You can do the following :-

  1. If you have git installed, you can directly clone this repository using git clone https://github.com/sks67/s17lc.git into your computer
  2. Copy paste the s17lc.py into a blank .py file directly in your computer and use it accordingly.

Description

The program s17lc.py is the coded up version of the equations A1-A11 in the paper. There are two main modules :-

  1. radius_velocity(): This provides the radius and velocity of the supernova remnant for a given age, based on the dimensional variables and self similar solutions in Truelove & Mckee 1999.

  2. luminosity(): This provides the luminosity of the supernova remnant, given the radius, velocity, density and other parameters.

Usage

You can use these to create light curves or estimate values at a particular age. I have included a Jupyter notebook, test_s17lc.ipynb to show how to generate radius, velocity, and light curves with the code.

Miscellaneous Notes

The code is still being developed, so please periodically check back at the Github page.
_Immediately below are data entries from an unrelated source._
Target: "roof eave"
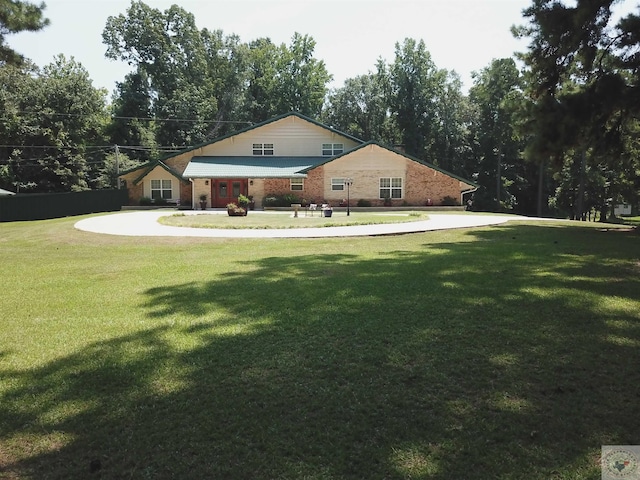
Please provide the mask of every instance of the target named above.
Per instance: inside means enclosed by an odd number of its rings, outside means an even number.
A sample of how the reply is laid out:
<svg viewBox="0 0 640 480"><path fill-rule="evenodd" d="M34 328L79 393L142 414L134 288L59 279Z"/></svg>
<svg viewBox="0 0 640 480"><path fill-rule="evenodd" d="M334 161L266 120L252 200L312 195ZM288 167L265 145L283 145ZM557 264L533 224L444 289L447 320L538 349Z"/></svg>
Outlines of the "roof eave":
<svg viewBox="0 0 640 480"><path fill-rule="evenodd" d="M177 178L178 180L180 180L183 183L186 183L187 180L177 171L175 171L173 168L171 168L170 166L168 166L167 164L165 164L164 162L162 162L161 160L157 160L151 164L149 164L147 166L147 168L145 168L144 172L142 172L142 174L140 174L134 181L133 184L137 185L138 183L140 183L142 181L142 179L144 177L146 177L147 175L149 175L155 168L157 167L161 167L164 170L166 170L168 173L170 173L171 175L173 175L175 178ZM135 171L135 170L134 170Z"/></svg>
<svg viewBox="0 0 640 480"><path fill-rule="evenodd" d="M391 148L391 147L387 147L385 145L382 145L382 144L380 144L380 143L378 143L378 142L376 142L374 140L371 140L369 142L363 143L362 145L358 145L357 147L355 147L355 148L353 148L353 149L351 149L351 150L349 150L347 152L341 153L340 155L336 155L335 157L329 157L326 162L319 163L318 165L314 165L312 167L305 168L304 170L300 170L300 171L304 172L304 173L308 173L309 171L313 170L314 168L320 167L322 165L326 165L327 163L333 162L334 160L342 158L342 157L344 157L346 155L350 155L350 154L352 154L352 153L354 153L354 152L356 152L356 151L358 151L358 150L360 150L362 148L365 148L365 147L367 147L369 145L376 145L376 146L378 146L380 148L384 148L385 150L389 150L391 152L397 153L398 155L402 155L403 157L405 157L405 158L407 158L407 159L409 159L409 160L411 160L413 162L416 162L416 163L419 163L421 165L424 165L425 167L432 168L433 170L435 170L437 172L440 172L440 173L442 173L444 175L448 175L451 178L455 178L456 180L464 183L465 185L469 185L471 187L470 190L473 190L474 188L475 189L480 188L480 186L477 185L476 183L474 183L474 182L472 182L470 180L467 180L466 178L462 178L462 177L456 175L455 173L448 172L448 171L446 171L446 170L444 170L444 169L442 169L442 168L440 168L440 167L438 167L436 165L433 165L433 164L431 164L429 162L425 162L425 161L420 160L420 159L418 159L416 157L412 157L411 155L408 155L408 154L406 154L404 152L396 150L395 148Z"/></svg>

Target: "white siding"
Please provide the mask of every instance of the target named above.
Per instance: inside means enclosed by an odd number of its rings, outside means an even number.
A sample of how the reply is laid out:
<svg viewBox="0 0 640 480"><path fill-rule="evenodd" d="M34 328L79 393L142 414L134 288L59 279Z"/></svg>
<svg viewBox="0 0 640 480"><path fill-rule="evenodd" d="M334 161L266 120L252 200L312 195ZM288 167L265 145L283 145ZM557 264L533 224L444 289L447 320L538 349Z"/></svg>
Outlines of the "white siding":
<svg viewBox="0 0 640 480"><path fill-rule="evenodd" d="M272 143L274 156L319 157L323 143L342 143L345 151L358 143L296 116L285 117L202 148L203 156L251 156L254 143ZM269 156L265 156L268 159Z"/></svg>

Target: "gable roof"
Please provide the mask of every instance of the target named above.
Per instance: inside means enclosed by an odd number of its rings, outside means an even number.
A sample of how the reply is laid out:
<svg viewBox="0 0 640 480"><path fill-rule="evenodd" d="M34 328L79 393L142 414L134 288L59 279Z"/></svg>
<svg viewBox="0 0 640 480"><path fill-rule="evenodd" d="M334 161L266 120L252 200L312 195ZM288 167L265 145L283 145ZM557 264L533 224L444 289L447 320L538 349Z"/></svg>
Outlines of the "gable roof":
<svg viewBox="0 0 640 480"><path fill-rule="evenodd" d="M309 122L313 125L316 125L320 128L328 130L334 134L341 135L345 138L348 138L359 145L351 150L347 150L340 155L334 157L272 157L272 156L194 156L190 159L187 167L184 172L179 173L174 170L166 163L164 160L174 158L180 155L183 155L188 152L192 152L194 150L200 149L202 147L213 145L225 139L249 132L251 130L255 130L257 128L263 127L265 125L269 125L271 123L280 121L287 117L297 117L301 120ZM188 178L244 178L244 177L260 177L260 178L287 178L287 177L306 177L307 174L321 165L328 164L333 162L339 158L345 157L347 155L351 155L358 150L365 148L370 145L375 145L384 150L393 152L397 155L405 157L413 162L419 163L426 167L429 167L433 170L436 170L444 175L447 175L451 178L459 180L460 182L468 185L471 189L479 188L479 185L475 182L462 178L454 173L448 172L436 165L420 160L416 157L412 157L404 152L400 152L394 148L385 146L377 141L369 141L364 142L363 140L356 138L348 133L341 132L339 130L334 129L333 127L324 125L312 118L306 117L297 112L289 112L282 115L278 115L276 117L272 117L263 122L251 125L241 130L236 130L222 137L216 138L213 141L203 143L200 145L196 145L193 147L189 147L185 150L181 150L179 152L174 152L160 160L155 160L147 163L146 165L138 166L132 168L126 172L122 172L120 175L125 175L128 173L132 173L138 170L141 170L142 173L134 180L134 185L138 184L144 177L146 177L154 168L160 166L165 169L174 177L178 178L182 182L186 183L186 179ZM268 159L268 163L265 163L265 160Z"/></svg>
<svg viewBox="0 0 640 480"><path fill-rule="evenodd" d="M340 155L336 155L335 157L323 157L323 160L324 160L323 162L318 163L317 165L313 165L311 167L305 168L303 170L300 170L298 173L307 174L307 173L309 173L311 170L313 170L316 167L319 167L321 165L325 165L327 163L331 163L331 162L333 162L333 161L335 161L335 160L337 160L339 158L346 157L347 155L351 155L352 153L357 152L358 150L361 150L361 149L363 149L363 148L365 148L365 147L367 147L369 145L375 145L375 146L380 147L380 148L382 148L384 150L388 150L388 151L393 152L393 153L395 153L397 155L405 157L405 158L407 158L407 159L409 159L409 160L411 160L413 162L419 163L421 165L424 165L425 167L429 167L429 168L431 168L433 170L436 170L437 172L440 172L440 173L442 173L444 175L448 175L451 178L455 178L456 180L459 180L459 181L461 181L463 183L466 183L467 185L469 185L469 186L471 186L473 188L479 188L479 185L476 184L475 182L472 182L471 180L467 180L466 178L462 178L462 177L456 175L455 173L448 172L448 171L446 171L446 170L444 170L444 169L442 169L442 168L440 168L440 167L438 167L436 165L433 165L433 164L431 164L429 162L425 162L424 160L420 160L420 159L418 159L416 157L412 157L411 155L407 155L406 153L400 152L400 151L398 151L398 150L396 150L394 148L382 145L381 143L376 142L374 140L371 140L369 142L363 143L362 145L358 145L357 147L355 147L355 148L353 148L353 149L351 149L349 151L346 151L346 152L344 152L344 153L342 153Z"/></svg>
<svg viewBox="0 0 640 480"><path fill-rule="evenodd" d="M300 173L324 163L327 157L193 157L185 178L306 177Z"/></svg>
<svg viewBox="0 0 640 480"><path fill-rule="evenodd" d="M14 192L10 192L9 190L5 190L3 188L0 188L0 195L15 195Z"/></svg>
<svg viewBox="0 0 640 480"><path fill-rule="evenodd" d="M143 169L142 173L138 177L136 177L136 179L133 181L133 184L137 185L138 183L140 183L140 181L142 181L142 179L144 177L149 175L149 173L151 173L151 171L156 167L161 167L161 168L165 169L167 172L169 172L171 175L176 177L178 180L180 180L182 182L185 182L185 179L182 178L182 175L180 173L178 173L176 170L174 170L169 165L167 165L166 163L164 163L164 162L162 162L160 160L156 160L154 162L149 162L146 165L142 165L140 167L136 167L133 170L129 170L129 172L125 172L125 173L135 172L136 170ZM121 173L120 175L123 175L123 173Z"/></svg>
<svg viewBox="0 0 640 480"><path fill-rule="evenodd" d="M245 128L240 129L240 130L235 130L235 131L230 132L230 133L228 133L228 134L226 134L226 135L224 135L222 137L215 138L214 140L211 140L209 142L201 143L199 145L194 145L194 146L186 148L184 150L180 150L177 153L174 152L174 153L172 153L170 155L167 155L167 156L163 157L161 160L167 160L169 158L173 158L173 157L176 157L178 155L182 155L182 154L191 152L193 150L198 150L199 148L203 148L203 147L206 147L208 145L213 145L214 143L218 143L218 142L221 142L221 141L226 140L228 138L235 137L237 135L240 135L240 134L243 134L243 133L246 133L246 132L250 132L251 130L255 130L257 128L264 127L265 125L269 125L270 123L278 122L278 121L280 121L280 120L282 120L284 118L287 118L287 117L297 117L297 118L299 118L301 120L304 120L306 122L312 123L313 125L316 125L316 126L318 126L320 128L328 130L331 133L335 133L337 135L341 135L341 136L346 137L346 138L348 138L350 140L353 140L356 143L364 143L364 140L362 140L360 138L356 138L353 135L349 135L348 133L344 133L344 132L341 132L339 130L336 130L335 128L330 127L328 125L325 125L323 123L320 123L317 120L314 120L312 118L305 117L301 113L289 112L289 113L284 113L282 115L278 115L276 117L269 118L269 119L267 119L267 120L265 120L263 122L253 124L253 125L251 125L249 127L245 127Z"/></svg>

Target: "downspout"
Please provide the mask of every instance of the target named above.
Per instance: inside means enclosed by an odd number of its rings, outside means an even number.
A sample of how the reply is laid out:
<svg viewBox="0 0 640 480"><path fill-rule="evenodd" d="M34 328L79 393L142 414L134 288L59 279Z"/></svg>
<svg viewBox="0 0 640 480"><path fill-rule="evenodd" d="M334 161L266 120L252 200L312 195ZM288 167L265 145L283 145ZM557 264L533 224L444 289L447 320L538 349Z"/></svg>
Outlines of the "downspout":
<svg viewBox="0 0 640 480"><path fill-rule="evenodd" d="M460 205L464 206L464 196L465 196L467 193L475 193L475 192L477 192L477 191L478 191L478 188L479 188L479 187L474 187L474 188L472 188L471 190L466 190L466 191L464 191L464 192L461 192L461 193L460 193Z"/></svg>

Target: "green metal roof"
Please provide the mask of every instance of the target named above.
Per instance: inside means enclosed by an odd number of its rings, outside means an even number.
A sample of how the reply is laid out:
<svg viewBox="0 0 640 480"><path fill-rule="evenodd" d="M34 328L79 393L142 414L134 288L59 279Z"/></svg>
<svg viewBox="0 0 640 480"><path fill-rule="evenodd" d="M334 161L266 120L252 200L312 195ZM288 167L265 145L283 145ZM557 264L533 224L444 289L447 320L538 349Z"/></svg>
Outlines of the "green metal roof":
<svg viewBox="0 0 640 480"><path fill-rule="evenodd" d="M306 177L308 170L327 157L193 157L184 178L290 178Z"/></svg>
Please also check the Erratum to the Paper: Sarbadhicary et al (2019) for corrections to some typographical errors in the paper.

The code is written with Python 2.7, although it should work with Python 3+. It should only require numpy and matplotlib installed.

The constants c1, c5, and c6 have a small dependence on the spectral index. I'll update this in the next iteration.